Faz um longo tempo desde que estive aqui.

Já escrevi nesse blog em madrugadas onde você dormia ainda bebê num berço montável, num quarto no terceiro andar do restaurante de uma cidade de seis mil habitantes. E depois escrevi de uma casa tão cheia de umidade quanto de infelicidade. Passamos também por um lugar enorme, cheio de sonhos, no meio da natureza, onde por um segundo acreditei que se o lugar fosse perfeito, tudo também seria. Mas não, meu castelo de fantasias desmorou com a mesma rapidez da percepção que não fazíamos a mínima ideia do que fazer.

Voltamos para minha terra natal, e escrevi de uma casa num bairro afastado. Te contei sobre o fim. Te contei sobre a mudança.

Chegamos em São Paulo com a esperança de encontrar algo que não sabia o que, mas encontramos a dura realidade: eu não estava preparada. Agora, com tantos meses, dias e horas passados colhendo os frutos dos meus erros, é necessário voltar para te falar sobre onde escrevo agora: estou numa sala, com dois gatos que não são meus, com o barulho de uma fonte de água e o vento levando a chuva para longe.
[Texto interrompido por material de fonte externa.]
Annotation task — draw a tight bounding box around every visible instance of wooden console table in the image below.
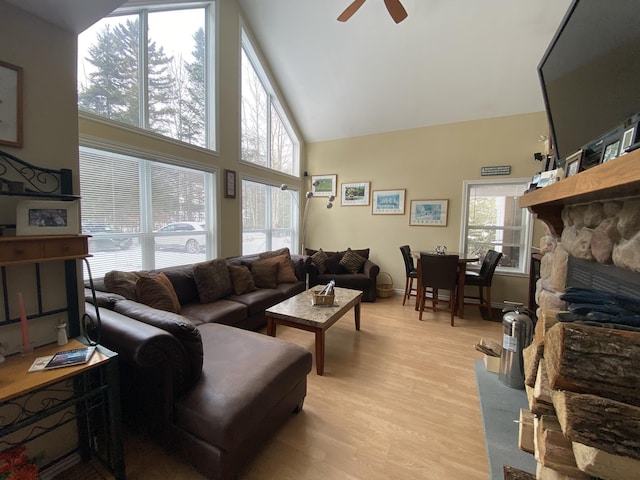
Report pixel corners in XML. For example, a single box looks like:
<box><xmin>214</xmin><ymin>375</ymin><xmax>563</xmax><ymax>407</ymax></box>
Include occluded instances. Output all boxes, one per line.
<box><xmin>0</xmin><ymin>339</ymin><xmax>126</xmax><ymax>480</ymax></box>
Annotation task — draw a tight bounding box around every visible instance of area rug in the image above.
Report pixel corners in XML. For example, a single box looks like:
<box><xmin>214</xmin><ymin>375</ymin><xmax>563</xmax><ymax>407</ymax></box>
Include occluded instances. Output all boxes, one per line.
<box><xmin>474</xmin><ymin>360</ymin><xmax>536</xmax><ymax>480</ymax></box>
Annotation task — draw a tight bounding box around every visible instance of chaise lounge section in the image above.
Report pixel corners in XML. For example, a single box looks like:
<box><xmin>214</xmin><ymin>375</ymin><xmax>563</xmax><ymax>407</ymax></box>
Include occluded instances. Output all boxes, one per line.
<box><xmin>86</xmin><ymin>251</ymin><xmax>312</xmax><ymax>479</ymax></box>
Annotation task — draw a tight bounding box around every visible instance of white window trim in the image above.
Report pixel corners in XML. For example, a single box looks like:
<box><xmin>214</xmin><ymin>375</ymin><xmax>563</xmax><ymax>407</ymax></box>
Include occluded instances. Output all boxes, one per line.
<box><xmin>459</xmin><ymin>178</ymin><xmax>534</xmax><ymax>277</ymax></box>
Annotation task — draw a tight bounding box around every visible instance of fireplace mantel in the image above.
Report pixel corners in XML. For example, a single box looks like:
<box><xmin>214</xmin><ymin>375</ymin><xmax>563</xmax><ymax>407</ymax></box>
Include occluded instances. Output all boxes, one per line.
<box><xmin>519</xmin><ymin>149</ymin><xmax>640</xmax><ymax>237</ymax></box>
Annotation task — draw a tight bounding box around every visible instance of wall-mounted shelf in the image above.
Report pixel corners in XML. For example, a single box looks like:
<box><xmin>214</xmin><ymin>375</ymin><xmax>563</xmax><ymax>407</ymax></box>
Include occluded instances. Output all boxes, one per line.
<box><xmin>520</xmin><ymin>150</ymin><xmax>640</xmax><ymax>237</ymax></box>
<box><xmin>0</xmin><ymin>235</ymin><xmax>90</xmax><ymax>267</ymax></box>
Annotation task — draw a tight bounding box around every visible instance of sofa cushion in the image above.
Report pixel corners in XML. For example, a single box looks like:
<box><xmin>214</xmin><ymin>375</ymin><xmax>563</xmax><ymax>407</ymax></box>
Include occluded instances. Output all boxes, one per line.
<box><xmin>340</xmin><ymin>248</ymin><xmax>367</xmax><ymax>273</ymax></box>
<box><xmin>114</xmin><ymin>300</ymin><xmax>203</xmax><ymax>386</ymax></box>
<box><xmin>251</xmin><ymin>258</ymin><xmax>280</xmax><ymax>288</ymax></box>
<box><xmin>180</xmin><ymin>298</ymin><xmax>249</xmax><ymax>328</ymax></box>
<box><xmin>229</xmin><ymin>265</ymin><xmax>256</xmax><ymax>295</ymax></box>
<box><xmin>260</xmin><ymin>248</ymin><xmax>298</xmax><ymax>283</ymax></box>
<box><xmin>152</xmin><ymin>265</ymin><xmax>200</xmax><ymax>305</ymax></box>
<box><xmin>136</xmin><ymin>273</ymin><xmax>180</xmax><ymax>313</ymax></box>
<box><xmin>311</xmin><ymin>249</ymin><xmax>329</xmax><ymax>273</ymax></box>
<box><xmin>104</xmin><ymin>270</ymin><xmax>149</xmax><ymax>300</ymax></box>
<box><xmin>193</xmin><ymin>258</ymin><xmax>233</xmax><ymax>303</ymax></box>
<box><xmin>175</xmin><ymin>324</ymin><xmax>312</xmax><ymax>452</ymax></box>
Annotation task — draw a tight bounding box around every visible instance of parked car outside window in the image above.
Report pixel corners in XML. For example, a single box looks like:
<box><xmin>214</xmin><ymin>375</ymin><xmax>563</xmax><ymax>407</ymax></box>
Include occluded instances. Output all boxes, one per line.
<box><xmin>155</xmin><ymin>222</ymin><xmax>207</xmax><ymax>253</ymax></box>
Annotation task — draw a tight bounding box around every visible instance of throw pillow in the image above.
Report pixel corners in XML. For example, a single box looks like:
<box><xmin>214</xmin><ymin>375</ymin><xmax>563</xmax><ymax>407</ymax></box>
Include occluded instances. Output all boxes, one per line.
<box><xmin>229</xmin><ymin>265</ymin><xmax>256</xmax><ymax>295</ymax></box>
<box><xmin>152</xmin><ymin>272</ymin><xmax>180</xmax><ymax>313</ymax></box>
<box><xmin>104</xmin><ymin>270</ymin><xmax>149</xmax><ymax>301</ymax></box>
<box><xmin>311</xmin><ymin>249</ymin><xmax>329</xmax><ymax>275</ymax></box>
<box><xmin>340</xmin><ymin>248</ymin><xmax>367</xmax><ymax>273</ymax></box>
<box><xmin>251</xmin><ymin>259</ymin><xmax>279</xmax><ymax>288</ymax></box>
<box><xmin>193</xmin><ymin>258</ymin><xmax>238</xmax><ymax>303</ymax></box>
<box><xmin>136</xmin><ymin>275</ymin><xmax>180</xmax><ymax>313</ymax></box>
<box><xmin>260</xmin><ymin>247</ymin><xmax>298</xmax><ymax>283</ymax></box>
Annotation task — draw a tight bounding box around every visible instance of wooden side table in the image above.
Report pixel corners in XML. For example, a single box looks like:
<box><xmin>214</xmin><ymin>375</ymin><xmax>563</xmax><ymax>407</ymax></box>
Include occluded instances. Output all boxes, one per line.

Você mora com seu pai.

Todo dia eu acordo, olho para o lado, respiro fundo, você não está aqui. Agora você mora com seu pai. Você mora num lugar onde não precisa ficar tantas horas na escola. Nem tantas horas me vendo trabalhar para conseguir pagar tudo. Você está num lugar onde não vê.

Você continua protegida do jeito que juramos um dia manter. Não importa com quem, você sempre estaria bem.
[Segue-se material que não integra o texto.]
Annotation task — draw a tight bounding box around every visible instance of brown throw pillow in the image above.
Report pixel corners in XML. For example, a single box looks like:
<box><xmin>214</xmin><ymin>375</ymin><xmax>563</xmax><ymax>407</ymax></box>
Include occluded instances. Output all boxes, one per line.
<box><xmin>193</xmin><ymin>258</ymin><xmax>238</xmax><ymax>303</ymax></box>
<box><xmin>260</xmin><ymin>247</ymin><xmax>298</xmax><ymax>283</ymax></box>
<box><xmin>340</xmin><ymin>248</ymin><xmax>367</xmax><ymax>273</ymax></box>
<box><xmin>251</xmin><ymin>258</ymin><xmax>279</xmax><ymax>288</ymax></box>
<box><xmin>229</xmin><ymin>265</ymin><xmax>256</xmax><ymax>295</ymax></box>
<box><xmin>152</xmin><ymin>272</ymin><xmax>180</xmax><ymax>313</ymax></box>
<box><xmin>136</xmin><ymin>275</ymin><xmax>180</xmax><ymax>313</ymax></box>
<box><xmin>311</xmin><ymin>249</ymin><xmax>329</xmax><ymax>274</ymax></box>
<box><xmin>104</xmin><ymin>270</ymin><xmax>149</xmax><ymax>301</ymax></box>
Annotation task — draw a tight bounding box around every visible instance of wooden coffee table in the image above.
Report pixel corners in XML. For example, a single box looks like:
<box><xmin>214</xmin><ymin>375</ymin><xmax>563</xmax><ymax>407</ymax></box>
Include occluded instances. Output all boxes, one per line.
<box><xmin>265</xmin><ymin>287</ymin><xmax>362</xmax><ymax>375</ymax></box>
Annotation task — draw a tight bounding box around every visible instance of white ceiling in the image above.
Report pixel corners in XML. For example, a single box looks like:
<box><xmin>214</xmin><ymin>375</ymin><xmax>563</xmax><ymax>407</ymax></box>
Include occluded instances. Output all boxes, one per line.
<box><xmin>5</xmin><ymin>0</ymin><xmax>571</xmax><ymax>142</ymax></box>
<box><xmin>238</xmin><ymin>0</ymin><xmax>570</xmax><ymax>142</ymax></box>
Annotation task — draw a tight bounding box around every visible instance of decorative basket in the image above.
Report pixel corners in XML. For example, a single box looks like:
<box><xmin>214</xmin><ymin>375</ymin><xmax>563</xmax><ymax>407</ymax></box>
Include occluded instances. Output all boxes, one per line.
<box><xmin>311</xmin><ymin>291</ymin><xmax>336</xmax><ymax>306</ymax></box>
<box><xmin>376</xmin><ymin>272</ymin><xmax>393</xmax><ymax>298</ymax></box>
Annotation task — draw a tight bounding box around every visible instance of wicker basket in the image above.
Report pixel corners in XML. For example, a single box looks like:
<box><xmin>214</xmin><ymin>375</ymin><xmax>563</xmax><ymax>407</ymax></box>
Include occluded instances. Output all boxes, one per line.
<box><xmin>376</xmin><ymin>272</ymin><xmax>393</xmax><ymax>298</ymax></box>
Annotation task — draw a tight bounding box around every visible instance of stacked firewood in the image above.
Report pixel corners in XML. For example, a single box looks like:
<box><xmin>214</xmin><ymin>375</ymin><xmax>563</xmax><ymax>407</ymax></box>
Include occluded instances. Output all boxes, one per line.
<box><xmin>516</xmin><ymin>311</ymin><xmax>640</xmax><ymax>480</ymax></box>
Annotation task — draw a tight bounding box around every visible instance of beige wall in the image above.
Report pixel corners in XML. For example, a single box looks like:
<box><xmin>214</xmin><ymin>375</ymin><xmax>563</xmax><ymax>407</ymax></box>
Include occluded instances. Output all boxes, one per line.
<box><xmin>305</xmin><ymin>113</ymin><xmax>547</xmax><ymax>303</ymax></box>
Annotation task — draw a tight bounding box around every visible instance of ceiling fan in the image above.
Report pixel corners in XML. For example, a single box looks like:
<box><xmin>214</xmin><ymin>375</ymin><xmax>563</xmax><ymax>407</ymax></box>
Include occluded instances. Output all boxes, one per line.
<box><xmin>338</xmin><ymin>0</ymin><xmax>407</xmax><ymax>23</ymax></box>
E aceitar que você está bem agora com ele tem me feito vagar por essa casa, sozinha. Me faz entender e questionar ainda mais o peso que levo aqui no peito. Mais que o peso da saudade, a angústia de não te colocar para dormir todos os dias, de sentir que você está crescendo e eu estou companhando por vídeos, é entender que eu sou a mãe.
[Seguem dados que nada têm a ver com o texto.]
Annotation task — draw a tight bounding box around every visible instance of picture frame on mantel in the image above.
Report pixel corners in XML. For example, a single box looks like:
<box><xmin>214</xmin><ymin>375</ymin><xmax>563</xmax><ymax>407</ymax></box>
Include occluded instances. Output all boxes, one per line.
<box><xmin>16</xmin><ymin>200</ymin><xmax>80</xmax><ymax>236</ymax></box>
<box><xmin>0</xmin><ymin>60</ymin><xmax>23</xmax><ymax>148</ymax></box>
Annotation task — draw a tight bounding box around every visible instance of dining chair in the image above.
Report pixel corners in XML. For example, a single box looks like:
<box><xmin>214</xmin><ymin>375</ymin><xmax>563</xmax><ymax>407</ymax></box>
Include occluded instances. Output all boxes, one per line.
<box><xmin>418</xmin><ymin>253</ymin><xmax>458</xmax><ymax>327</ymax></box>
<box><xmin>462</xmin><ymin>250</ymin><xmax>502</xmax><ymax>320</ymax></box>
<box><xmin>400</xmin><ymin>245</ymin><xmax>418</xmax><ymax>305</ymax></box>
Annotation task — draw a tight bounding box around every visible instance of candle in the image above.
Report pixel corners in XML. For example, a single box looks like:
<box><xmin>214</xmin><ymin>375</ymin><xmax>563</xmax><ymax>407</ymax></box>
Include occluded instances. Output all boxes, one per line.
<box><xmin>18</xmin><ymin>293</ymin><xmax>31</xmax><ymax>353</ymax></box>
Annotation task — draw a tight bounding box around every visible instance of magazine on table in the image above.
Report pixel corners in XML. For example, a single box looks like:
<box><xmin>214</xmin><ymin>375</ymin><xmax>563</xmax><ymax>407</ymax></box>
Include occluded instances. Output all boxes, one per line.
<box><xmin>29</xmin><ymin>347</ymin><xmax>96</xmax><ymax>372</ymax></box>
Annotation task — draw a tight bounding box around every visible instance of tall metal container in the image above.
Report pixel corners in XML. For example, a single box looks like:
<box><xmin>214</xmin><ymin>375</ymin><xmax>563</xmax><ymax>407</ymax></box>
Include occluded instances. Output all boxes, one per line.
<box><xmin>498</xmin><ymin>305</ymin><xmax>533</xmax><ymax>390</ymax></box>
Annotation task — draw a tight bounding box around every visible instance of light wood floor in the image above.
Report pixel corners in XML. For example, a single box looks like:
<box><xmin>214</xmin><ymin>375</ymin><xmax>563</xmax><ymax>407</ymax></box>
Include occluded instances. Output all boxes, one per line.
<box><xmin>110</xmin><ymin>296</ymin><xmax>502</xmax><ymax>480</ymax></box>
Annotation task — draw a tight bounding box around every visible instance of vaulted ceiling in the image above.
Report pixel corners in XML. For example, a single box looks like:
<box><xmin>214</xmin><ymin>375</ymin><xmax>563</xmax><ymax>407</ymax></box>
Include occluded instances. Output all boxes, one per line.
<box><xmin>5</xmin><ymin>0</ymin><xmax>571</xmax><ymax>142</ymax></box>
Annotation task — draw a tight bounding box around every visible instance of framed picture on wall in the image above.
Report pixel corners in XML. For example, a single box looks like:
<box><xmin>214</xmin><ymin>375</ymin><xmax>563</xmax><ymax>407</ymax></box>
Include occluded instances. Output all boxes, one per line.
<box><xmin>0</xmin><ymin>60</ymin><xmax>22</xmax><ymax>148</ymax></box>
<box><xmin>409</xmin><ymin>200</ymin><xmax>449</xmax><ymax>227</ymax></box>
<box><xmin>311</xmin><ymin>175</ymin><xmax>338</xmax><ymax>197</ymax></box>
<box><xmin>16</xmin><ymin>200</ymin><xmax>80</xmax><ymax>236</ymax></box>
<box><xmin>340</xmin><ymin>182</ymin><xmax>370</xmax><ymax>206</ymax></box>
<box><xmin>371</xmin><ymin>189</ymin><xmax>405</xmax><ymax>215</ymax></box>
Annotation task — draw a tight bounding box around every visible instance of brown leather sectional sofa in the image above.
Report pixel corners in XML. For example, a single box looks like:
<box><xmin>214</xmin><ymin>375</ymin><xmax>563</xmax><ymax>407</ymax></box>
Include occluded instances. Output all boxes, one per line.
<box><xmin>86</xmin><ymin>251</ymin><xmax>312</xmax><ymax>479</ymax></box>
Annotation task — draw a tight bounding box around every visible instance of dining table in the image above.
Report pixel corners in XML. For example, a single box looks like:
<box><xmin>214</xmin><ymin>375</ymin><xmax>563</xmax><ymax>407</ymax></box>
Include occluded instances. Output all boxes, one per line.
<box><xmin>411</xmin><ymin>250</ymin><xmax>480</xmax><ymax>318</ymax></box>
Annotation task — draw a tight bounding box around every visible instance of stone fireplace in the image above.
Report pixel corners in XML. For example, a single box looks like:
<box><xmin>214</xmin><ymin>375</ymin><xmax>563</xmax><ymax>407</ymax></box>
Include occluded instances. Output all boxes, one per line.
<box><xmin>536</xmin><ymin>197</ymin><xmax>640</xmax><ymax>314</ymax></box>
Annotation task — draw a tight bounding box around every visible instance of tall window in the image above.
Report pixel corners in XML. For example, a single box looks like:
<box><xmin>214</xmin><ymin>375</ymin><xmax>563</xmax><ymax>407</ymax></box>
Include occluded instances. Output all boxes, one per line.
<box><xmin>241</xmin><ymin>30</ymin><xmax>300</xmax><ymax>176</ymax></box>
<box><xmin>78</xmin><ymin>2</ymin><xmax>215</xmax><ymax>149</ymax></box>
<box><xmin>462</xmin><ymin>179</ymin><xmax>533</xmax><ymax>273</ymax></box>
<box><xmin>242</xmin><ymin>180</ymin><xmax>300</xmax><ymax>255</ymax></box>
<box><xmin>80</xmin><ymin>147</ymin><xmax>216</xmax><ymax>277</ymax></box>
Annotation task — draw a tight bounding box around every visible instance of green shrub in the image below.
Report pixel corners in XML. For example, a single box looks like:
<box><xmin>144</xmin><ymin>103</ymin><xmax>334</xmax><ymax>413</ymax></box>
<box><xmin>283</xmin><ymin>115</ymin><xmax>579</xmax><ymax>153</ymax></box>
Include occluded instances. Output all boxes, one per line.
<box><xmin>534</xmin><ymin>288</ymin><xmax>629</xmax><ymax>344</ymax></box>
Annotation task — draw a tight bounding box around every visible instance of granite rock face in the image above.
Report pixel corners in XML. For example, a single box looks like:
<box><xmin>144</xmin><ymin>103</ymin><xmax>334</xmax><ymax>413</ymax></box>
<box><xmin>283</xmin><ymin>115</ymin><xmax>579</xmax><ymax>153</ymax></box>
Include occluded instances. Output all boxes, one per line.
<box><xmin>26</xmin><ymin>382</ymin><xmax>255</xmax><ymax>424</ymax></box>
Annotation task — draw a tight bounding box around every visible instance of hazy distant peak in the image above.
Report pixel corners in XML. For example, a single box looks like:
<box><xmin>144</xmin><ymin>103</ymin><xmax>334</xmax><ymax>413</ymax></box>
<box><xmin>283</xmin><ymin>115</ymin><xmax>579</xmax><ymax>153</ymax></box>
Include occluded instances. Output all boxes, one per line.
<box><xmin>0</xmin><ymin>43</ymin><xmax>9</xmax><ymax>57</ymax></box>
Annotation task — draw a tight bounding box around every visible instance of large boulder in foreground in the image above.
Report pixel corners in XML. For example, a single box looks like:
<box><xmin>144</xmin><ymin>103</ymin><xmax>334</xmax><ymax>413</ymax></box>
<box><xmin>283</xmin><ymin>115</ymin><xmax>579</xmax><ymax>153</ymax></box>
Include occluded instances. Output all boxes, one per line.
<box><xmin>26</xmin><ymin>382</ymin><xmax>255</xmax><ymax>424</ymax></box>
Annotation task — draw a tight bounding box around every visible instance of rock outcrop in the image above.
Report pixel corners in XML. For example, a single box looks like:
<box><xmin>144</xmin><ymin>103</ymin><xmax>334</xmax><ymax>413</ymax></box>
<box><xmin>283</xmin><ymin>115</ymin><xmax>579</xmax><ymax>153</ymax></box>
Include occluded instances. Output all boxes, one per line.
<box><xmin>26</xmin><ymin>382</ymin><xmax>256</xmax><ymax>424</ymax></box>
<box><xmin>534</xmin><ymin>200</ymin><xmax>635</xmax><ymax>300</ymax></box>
Ser a mãe me coloca numa posição onde a responsabilidade por você sempre será unicamente minha para o mundo. Se um dia você escolher algo que dizem ser errado, a culpa será minha. Você irá me culpar um dia por escolhas que fiz tentando meu melhor. Essa culpa que me é tão dura tirar do peito para finalmente conseguir dormir nunca irá sumir. Não é minha decisão ela estar aqui, a sociedade decidiu por nós.

Não importa se aos vinte quatro anos eu tenho lidar com mais peso e responsabilidade que grande parte das pessoas carregam em si, a verdade é que escolhendo ou não, isso é meu. As contas são minhas, as dores, os medos, a angústia, a saudade. Aquela menina que sentava na beira da rua e olhava as montanhas jamais iria imaginar o peso de algumas pedras daquela construção natural.

Eu tentei exaustivamente encontrar respostas nos últimos anos, Helena. Não tive referência, não houve amor e carinho, proteção e zelo. Nunca houve nada disso para que pudesse ter uma base. Sempre encontrei o desespero de tentar não repetir o que meus país fizeram caminhando para exatamente a mesma coisa.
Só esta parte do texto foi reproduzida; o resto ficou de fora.